The state Supreme Court unanimously struck down a verdict for the plaintiffs in 2008.
Dana served on the board of directors of the Childhood Lead Action Project at the time.
Last year, Motley Rice was a sponsor of the group’s November conference, according to the group’s website. The group is also listed on Motley Rice’s “Community Connections” page, with several dozen other organizations.
Motley Rice also recently obtained a $350,000 lead paint verdict against a Pawtucket, R.I., landlord.
Robert J. McConnell said in a phone interview he is only “vaguely aware” of the antitrust lawsuits filed by the city.
In a majority of the antitrust complaints filed against the pharmaceutical makers, the city is the lone plaintiff. In some, however, it elected to join forces with other plaintiffs in bringing suit.
For instance, one of the city’s first lawsuits to be filed was against Pfizer in June 2012, over its cholesterol drug Lipitor. The city filed the class action along with a group of plaintiffs; however, it was the only public entity to sue.
Other lawsuits -- against pharmaceutical companies Teikoku, Actavis and Watson, among others -- followed in 2013 and 2014.
In many of those cases -- some of which have since been consolidated or transferred to multidistrict litigations, or MDLs -- Providence is the only plaintiff.
So far this year, the city has filed two antitrust lawsuits -- again, on its own -- against Reckitt Benckiser and Cephalon, Barr, Mylan, Ranbaxy and Teva.
Michael Buchman, an attorney at Motley Rice’s New York law office, is named as counsel for the city in both of those cases.

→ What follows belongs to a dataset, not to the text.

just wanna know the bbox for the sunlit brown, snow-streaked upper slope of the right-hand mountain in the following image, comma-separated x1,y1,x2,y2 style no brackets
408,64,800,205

Buchman, who has been handling a number of the antitrust lawsuits for Providence, declined to comment on the litigation.
One contract, dated Dec. 4, 2013, showed the firm’s legal fees are capped at “no more than 30 percent” of the recovery.

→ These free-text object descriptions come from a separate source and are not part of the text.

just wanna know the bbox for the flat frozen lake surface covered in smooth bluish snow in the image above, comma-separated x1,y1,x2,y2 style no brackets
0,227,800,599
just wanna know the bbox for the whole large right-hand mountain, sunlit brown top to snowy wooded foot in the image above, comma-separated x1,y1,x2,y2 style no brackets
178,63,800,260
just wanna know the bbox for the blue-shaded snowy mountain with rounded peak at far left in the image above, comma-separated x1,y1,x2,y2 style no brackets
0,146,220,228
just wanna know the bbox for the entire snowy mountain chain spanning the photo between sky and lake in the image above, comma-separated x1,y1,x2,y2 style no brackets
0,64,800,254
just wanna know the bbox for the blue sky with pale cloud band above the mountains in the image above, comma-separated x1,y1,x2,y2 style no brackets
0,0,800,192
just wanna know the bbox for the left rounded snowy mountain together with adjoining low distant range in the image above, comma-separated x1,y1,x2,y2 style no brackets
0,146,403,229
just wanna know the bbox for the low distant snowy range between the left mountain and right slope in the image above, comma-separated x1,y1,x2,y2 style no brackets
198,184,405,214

In another contract, dated March 6, 2014, the firm requested 25 to 40 percent of the total amount recovered, plus reimbursement for any out-of-pocket expenses, for representing the city in five separate antitrust litigations.
In a third contract, dated April 10, Motley Rice seeks another 25 to 40 percent of the total amount recovered, plus money for its out-of-pocket expenses, for representing the city in an antitrust lawsuit over the drug Suboxone.
In its most recent contract, dated June 26, the firm seeks 15 percent of any recovery if the litigation -- over the drug Provigil -- settles within 90 days of the initial filing. Otherwise, according to the contract, the city must pay 33.33 percent of any recovery for the firm’s services.